Monday, November 30, 2015

Maude Schuyler Clay Celebrated in the New Yorker



Work from Greenwood, MS-based photographer Maude Schuyler Clay's portfolio Mississippi History has been celebrated by Richard Ford in The New Yorker's Photo Booth blog, go here.  


Ford says of Clay's images that they " are especially human—in their subject matter, and in the photographer’s insistence that we be moved by art to look closely, and that photographs are good when they are as complex as we are."

"History is largely what historians demonstrate it to be, and the photographer’s guiding thought, here, for how to portray history is no more a casual affair than is the character of each individual image."
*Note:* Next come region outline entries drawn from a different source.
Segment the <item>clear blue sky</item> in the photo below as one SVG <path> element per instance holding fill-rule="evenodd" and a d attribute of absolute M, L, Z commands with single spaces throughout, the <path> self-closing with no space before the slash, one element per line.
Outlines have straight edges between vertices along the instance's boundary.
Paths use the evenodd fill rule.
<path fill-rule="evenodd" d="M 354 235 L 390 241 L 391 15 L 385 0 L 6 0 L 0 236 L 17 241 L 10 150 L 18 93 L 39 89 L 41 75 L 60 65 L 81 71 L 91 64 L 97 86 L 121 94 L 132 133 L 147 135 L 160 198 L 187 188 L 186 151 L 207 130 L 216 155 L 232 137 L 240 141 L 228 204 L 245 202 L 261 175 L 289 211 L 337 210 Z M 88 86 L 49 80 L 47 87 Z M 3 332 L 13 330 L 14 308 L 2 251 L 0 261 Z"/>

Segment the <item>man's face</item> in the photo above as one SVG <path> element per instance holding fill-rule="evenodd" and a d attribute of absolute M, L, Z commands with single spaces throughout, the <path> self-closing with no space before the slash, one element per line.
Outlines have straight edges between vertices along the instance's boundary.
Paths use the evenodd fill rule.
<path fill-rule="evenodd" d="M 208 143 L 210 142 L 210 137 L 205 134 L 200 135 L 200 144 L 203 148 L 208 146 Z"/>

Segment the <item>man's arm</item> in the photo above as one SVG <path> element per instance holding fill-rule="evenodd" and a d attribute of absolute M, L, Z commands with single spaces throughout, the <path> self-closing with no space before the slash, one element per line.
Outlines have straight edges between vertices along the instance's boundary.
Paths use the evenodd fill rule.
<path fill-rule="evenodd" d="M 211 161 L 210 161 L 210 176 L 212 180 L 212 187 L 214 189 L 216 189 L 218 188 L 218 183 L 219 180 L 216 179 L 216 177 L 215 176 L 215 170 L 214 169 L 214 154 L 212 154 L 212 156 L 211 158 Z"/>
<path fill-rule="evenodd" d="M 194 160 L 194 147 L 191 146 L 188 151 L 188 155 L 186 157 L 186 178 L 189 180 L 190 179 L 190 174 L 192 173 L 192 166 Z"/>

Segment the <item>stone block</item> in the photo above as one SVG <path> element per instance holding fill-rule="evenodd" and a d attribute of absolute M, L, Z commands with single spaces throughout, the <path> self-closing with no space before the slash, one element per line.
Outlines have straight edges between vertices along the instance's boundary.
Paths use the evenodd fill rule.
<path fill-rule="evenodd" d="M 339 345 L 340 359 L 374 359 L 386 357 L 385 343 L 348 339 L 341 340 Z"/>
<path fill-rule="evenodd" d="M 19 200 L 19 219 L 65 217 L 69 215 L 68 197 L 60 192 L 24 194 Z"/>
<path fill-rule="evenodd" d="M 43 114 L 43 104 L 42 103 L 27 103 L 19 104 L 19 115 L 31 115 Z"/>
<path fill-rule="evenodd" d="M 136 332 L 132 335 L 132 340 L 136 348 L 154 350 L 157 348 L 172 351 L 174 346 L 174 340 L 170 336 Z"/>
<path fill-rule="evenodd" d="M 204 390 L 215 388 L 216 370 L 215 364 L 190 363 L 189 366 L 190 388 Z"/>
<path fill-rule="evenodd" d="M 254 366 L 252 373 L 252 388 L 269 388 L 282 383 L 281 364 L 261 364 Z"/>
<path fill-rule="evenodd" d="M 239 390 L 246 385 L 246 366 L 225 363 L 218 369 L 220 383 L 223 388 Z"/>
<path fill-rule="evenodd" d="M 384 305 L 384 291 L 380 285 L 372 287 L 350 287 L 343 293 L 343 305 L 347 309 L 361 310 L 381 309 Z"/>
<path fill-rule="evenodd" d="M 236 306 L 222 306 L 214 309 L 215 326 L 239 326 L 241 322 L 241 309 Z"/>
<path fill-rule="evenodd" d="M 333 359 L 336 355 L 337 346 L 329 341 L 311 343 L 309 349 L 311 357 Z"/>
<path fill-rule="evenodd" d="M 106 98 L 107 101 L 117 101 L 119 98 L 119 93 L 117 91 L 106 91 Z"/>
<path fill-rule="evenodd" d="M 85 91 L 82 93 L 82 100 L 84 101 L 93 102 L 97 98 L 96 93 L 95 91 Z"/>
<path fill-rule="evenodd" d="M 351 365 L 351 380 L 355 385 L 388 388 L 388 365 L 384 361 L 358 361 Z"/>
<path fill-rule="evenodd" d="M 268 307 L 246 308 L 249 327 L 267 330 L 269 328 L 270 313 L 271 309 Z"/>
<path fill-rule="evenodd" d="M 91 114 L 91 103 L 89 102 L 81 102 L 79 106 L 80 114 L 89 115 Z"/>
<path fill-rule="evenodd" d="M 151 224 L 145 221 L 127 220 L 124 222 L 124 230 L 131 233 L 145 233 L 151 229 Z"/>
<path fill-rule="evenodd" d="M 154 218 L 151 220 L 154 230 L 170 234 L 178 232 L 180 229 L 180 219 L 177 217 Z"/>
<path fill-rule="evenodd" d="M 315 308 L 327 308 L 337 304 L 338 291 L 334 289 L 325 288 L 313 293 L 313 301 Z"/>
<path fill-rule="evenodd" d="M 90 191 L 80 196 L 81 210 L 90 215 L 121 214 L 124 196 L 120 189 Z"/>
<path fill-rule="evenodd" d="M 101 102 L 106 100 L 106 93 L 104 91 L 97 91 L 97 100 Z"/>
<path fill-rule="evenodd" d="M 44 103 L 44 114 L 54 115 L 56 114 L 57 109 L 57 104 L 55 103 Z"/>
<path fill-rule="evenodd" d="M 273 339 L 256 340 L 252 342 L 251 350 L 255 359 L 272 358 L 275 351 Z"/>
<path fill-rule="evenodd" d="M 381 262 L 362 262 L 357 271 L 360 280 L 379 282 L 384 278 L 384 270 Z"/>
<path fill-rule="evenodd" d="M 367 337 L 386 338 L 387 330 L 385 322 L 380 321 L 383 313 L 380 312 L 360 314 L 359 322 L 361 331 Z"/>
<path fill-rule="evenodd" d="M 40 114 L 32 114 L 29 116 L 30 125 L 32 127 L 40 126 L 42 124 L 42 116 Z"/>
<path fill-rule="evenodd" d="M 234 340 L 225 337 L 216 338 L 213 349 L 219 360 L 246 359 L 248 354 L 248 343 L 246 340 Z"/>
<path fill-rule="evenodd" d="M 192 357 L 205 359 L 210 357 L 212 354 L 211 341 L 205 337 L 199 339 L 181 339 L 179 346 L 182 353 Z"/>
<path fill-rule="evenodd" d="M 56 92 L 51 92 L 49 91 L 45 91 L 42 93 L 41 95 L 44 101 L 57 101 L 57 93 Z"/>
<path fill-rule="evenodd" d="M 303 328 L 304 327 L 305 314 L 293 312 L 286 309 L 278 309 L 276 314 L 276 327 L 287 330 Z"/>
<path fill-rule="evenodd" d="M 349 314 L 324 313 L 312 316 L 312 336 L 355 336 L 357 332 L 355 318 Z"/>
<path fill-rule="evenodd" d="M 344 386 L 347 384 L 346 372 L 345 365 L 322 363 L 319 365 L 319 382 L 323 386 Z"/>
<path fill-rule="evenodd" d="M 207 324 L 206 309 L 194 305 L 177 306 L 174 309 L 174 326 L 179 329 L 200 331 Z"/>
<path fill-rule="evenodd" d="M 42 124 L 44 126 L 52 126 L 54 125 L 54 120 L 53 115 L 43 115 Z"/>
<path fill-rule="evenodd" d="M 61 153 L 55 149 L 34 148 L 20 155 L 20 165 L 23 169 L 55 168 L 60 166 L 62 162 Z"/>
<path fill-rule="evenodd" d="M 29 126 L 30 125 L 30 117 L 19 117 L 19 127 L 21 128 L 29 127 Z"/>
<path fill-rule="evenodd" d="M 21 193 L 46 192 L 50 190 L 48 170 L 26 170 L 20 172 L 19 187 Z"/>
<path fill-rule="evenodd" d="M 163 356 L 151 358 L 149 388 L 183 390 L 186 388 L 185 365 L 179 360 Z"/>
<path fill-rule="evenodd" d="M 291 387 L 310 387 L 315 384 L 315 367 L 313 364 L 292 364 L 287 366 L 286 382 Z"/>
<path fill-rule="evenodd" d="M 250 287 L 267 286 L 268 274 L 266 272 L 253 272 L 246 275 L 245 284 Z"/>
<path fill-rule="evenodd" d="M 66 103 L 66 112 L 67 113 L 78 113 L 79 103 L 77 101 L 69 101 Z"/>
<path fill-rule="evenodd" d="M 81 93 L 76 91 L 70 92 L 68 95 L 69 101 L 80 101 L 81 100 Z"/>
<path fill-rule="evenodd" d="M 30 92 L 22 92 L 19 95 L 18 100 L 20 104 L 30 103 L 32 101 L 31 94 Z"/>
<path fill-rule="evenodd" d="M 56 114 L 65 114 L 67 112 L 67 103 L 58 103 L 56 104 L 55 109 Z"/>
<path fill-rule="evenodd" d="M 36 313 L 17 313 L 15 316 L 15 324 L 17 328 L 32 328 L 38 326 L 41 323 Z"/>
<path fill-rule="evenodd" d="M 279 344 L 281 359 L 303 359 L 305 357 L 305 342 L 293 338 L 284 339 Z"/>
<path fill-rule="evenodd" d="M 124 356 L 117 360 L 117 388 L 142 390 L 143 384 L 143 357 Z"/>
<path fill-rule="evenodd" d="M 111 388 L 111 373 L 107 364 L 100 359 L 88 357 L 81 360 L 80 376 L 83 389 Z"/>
To Ford, these images "bespeak the informality of life lived in a place

"They seem in their acute anecdotal particulars—a woman’s facial set, a man’s brimming eyes, a child’s posture of seeming indifference to the camera—to be the product of human relationships.
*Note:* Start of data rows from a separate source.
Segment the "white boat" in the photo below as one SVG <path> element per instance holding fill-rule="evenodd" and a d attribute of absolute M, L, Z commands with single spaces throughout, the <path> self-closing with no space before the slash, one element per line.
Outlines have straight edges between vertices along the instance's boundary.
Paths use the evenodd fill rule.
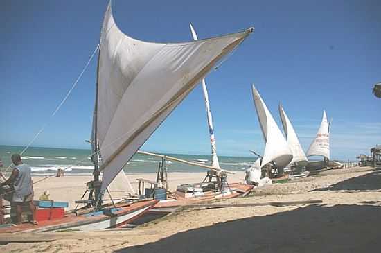
<path fill-rule="evenodd" d="M 291 160 L 288 166 L 305 166 L 308 159 L 303 150 L 294 127 L 281 104 L 279 104 L 279 114 L 286 136 L 287 143 L 290 149 L 292 151 L 292 160 Z"/>
<path fill-rule="evenodd" d="M 254 85 L 252 88 L 258 119 L 265 142 L 260 168 L 271 164 L 275 170 L 278 171 L 277 173 L 281 174 L 282 170 L 292 160 L 292 152 Z"/>

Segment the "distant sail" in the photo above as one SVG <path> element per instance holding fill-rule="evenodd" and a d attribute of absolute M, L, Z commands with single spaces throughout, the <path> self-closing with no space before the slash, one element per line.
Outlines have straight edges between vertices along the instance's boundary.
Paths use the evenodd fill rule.
<path fill-rule="evenodd" d="M 305 164 L 305 162 L 308 161 L 308 159 L 305 157 L 304 151 L 303 151 L 303 148 L 299 143 L 296 133 L 291 124 L 291 121 L 290 121 L 290 119 L 281 104 L 279 104 L 279 114 L 281 115 L 281 120 L 282 121 L 283 130 L 285 130 L 288 146 L 291 149 L 291 151 L 292 151 L 293 157 L 290 164 L 298 162 L 299 164 Z"/>
<path fill-rule="evenodd" d="M 330 132 L 326 110 L 323 111 L 323 119 L 316 137 L 307 151 L 307 156 L 322 155 L 330 159 Z"/>
<path fill-rule="evenodd" d="M 292 152 L 254 85 L 253 98 L 266 143 L 260 168 L 273 161 L 279 168 L 283 168 L 292 160 Z"/>
<path fill-rule="evenodd" d="M 196 31 L 192 26 L 192 24 L 189 23 L 190 27 L 190 32 L 192 33 L 192 37 L 194 40 L 198 40 Z M 209 128 L 209 135 L 211 137 L 211 166 L 220 168 L 220 163 L 218 162 L 218 157 L 217 156 L 217 148 L 215 146 L 215 138 L 214 137 L 214 128 L 213 127 L 212 113 L 211 112 L 211 107 L 209 105 L 209 96 L 208 95 L 208 90 L 206 89 L 206 85 L 205 84 L 205 78 L 202 78 L 201 82 L 202 87 L 202 91 L 204 93 L 204 100 L 205 101 L 205 109 L 206 110 L 206 118 L 208 119 L 208 127 Z"/>
<path fill-rule="evenodd" d="M 118 29 L 109 3 L 100 35 L 95 113 L 101 192 L 216 63 L 252 31 L 184 43 L 145 42 Z"/>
"In spite of their seductive informality, there is never a deflating sensation of the impromptu about these pictures, never a feeling of their subjects being casually caught, or of life being camera-stolen. 
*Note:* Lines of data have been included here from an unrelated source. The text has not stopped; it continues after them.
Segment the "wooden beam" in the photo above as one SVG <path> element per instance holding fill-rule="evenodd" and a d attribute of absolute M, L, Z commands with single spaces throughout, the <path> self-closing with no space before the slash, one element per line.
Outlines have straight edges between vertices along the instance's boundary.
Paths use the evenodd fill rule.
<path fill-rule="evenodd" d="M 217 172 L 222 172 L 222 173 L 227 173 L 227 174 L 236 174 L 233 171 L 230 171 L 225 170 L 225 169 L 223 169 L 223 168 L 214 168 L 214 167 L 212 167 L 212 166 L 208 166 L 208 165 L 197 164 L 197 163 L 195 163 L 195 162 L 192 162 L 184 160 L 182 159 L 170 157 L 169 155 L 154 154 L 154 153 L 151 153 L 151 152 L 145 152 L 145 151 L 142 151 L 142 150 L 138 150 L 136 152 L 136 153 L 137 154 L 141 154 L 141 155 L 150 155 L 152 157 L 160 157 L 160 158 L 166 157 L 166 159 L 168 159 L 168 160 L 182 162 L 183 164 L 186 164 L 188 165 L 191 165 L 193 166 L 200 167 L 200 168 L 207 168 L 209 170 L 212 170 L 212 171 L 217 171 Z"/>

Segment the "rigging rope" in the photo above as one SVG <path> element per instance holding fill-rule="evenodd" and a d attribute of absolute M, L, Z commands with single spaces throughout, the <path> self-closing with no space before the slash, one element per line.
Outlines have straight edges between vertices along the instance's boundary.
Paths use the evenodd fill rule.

"Instead, each image affects us as an enactment, a photographic performance.


"Informality, familiarity, and candor are transformed by this authority and persistence and deftness into an aesthetic quotient. 

"And these qualities spell out, as well, the work’s moral position: that to see humans more closely, more discerningly, is life-affirming and good."

Thanks to Ford for thoughtful meditations on Clay's work, and congratulations to Clay for earning this well-deserved recognition.